The pros and cons of conducting a generic environmental impact statement on nitrates in the groundwater in the karst region in the southeastern part of the state was the focus of the Minnesota Environmental Quality Board's March meeting held at the St. James Hotel in Red Wing on Monday, March 25.
Laura Bishop, EQB chair, welcomed approximately 150 people to the meeting, saying, "I know I speak for all the board members when I say that we all take this job seriously, and we look forward to a real collaborative process in coming up with ideas and solutions for some of the state's greatest environmental challenges."
She explained that the purpose of the March meeting was to hear opinions from many perspectives on the nitrate problem as well as what members of the public think about the possibility of conducting the Generic environmental impact statement - GEIS - as requested in January by John Linc Stine, commissioner of the Minnesota Pollution Control Agency.
Staff members from EQB and the MPCA provided an overview of the GEIS process and explained that most of the evening would be spent in small group discussions at tables in the Summit Room at the St. James.
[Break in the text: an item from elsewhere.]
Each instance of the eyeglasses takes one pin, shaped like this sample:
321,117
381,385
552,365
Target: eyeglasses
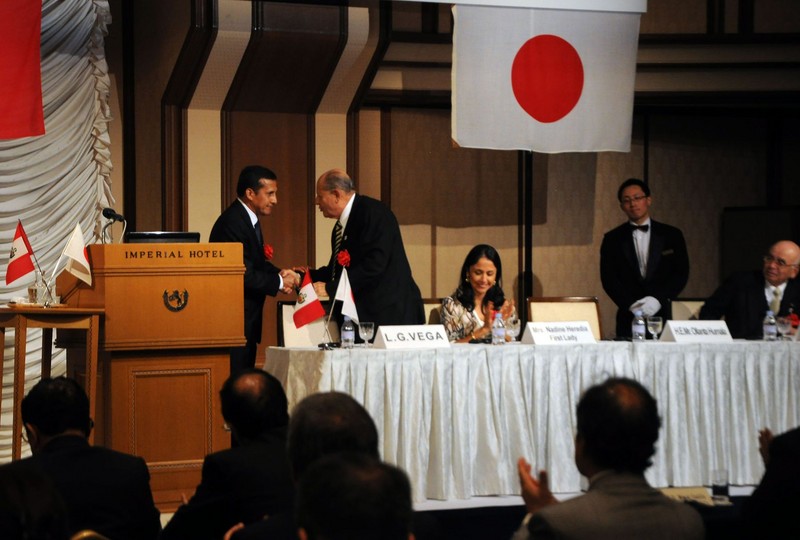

"At the MPCA, we think a GEIS is a really good idea for this part of the state," said Glenn Skuta, division director at MPCA. "That's why we made that request, but we want to know what each of you think about that idea."
Skuta said many people have filed proposals for facilities in the region. He showed a map of Minnesota with areas highlighted in red where more than 10 percent of wells are above the drinking water standard for nitrates.
"This is a big concern for all of our agencies," Skuta said. "Looking at this map, the area with concerns with drinking water is bigger than one township, bigger than one county. It is a regional problem."
Because many people in the region have expressed concerns about nitrates in their drinking water, Dave Benke, division director with MPCA, said, "There is a lot of research that exists and we need to make sure that we can connect that. We believe that the GEIS can do that for us. It can provide a synthesis of all that research into one place and provide us with a link to action that we can take for prevention and mitigation."
EQB board members and trained facilitators were seated at tables around the room to help encourage and promote discussion. Each group discussed the opportunities in doing a GEIS, concerns about doing a GEIS, and whether to recommend that the EQB board support the GEIS.
Facilitators took notes on the discussions. Those comments will be compiled, summarized, and presented to the EQB board. They will then be posted on the EQB website.
"The discussions here tonight will inform the EQB decision on whether or not to order a GEIS," Bishop said. "The board will be deliberating and voting on this later this spring or summer."
If the EQB board votes to support a GEIS, the request still must go through a legislative process, according to Bishop. "We know this is being considered," she said, "but we don't know what the decision will be."